President Obama is now calling for immigration reform. Americans recognize the need for a sensible immigration policy, so why don’t we have a sensible trade policy as well? By entering into “free trade” agreements we are allowing workers from afar to take our jobs, devastating our economy and straining our system without any immigrants even setting foot in our country.
The hypocrisy of many of our representatives is astounding. They will get up on their soapbox and rant about how a flood of illegal immigrants are taking our jobs, but then turn around and sponsor a “free trade” agreement that gives away our jobs to the lowest-cost competitor. The worst part is that while illegal immigrants usually take some of our least desirable and lowest paying jobs, “free trade” agreements ship our best middle class jobs off to other countries. How can these politicians stand up with a clear conscience and claim they care about jobs when they sign these disastrous agreements?
Free trade allows unrestricted, uncontrolled access to our economy for goods made overseas at labor costs far below ours, sometimes as low as $4 per hour, tariff- and duty-free. We cannot compete with these labor costs, so we must outsource our manufacturing or see our factories go bankrupt. This renders us uncompetitive and sends the middle class jobs we once depended on overseas, devastating our economy.
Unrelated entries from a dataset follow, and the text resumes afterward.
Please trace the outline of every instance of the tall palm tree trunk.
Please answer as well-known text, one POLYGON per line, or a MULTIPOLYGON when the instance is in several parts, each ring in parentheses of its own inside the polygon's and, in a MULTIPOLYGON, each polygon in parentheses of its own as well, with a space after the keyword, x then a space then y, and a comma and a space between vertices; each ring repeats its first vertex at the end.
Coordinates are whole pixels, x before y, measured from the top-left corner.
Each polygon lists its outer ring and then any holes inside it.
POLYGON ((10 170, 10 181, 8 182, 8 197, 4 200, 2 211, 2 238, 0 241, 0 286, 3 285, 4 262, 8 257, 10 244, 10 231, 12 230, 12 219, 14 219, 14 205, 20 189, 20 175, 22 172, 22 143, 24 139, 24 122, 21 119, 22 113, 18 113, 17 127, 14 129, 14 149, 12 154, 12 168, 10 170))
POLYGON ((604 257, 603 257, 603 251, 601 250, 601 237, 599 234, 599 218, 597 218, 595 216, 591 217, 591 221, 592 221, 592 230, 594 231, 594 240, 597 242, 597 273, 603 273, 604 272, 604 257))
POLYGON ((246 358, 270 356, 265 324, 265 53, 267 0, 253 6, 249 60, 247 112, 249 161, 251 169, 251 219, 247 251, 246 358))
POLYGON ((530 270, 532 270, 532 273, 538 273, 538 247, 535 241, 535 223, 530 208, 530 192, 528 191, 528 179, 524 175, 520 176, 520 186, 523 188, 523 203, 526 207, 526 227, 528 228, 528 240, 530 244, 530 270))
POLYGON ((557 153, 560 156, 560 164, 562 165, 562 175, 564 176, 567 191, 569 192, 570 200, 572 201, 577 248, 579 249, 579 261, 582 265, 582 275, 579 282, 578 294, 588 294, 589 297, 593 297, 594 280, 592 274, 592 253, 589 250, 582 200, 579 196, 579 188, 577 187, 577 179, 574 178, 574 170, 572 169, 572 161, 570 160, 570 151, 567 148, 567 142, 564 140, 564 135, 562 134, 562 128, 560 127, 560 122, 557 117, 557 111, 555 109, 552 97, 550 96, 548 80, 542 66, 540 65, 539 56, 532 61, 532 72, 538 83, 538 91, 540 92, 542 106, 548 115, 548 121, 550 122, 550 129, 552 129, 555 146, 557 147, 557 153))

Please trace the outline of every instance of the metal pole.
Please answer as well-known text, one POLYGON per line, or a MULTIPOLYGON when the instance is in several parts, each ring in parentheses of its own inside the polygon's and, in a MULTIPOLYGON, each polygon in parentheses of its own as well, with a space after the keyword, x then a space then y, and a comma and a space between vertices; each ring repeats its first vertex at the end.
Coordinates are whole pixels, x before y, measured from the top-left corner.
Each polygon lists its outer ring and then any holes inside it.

We need to think about trade policy the same way we think about immigration policy. When politicians talk about immigration reform they talk about coming up with a solution that helps America thrive. This does not mean throwing the doors to our country wide open; it means only letting in law-abiding citizens who will be productive members of society. Our politicians don’t think so pragmatically on trade, however. They allow imports into our country, regardless of our needs or the consequences for American jobs.
This thinking has to end if America is to succeed. “Free trade” has been an abject failure whose disastrous consequences have been ignored for too long. We need real trade reform now.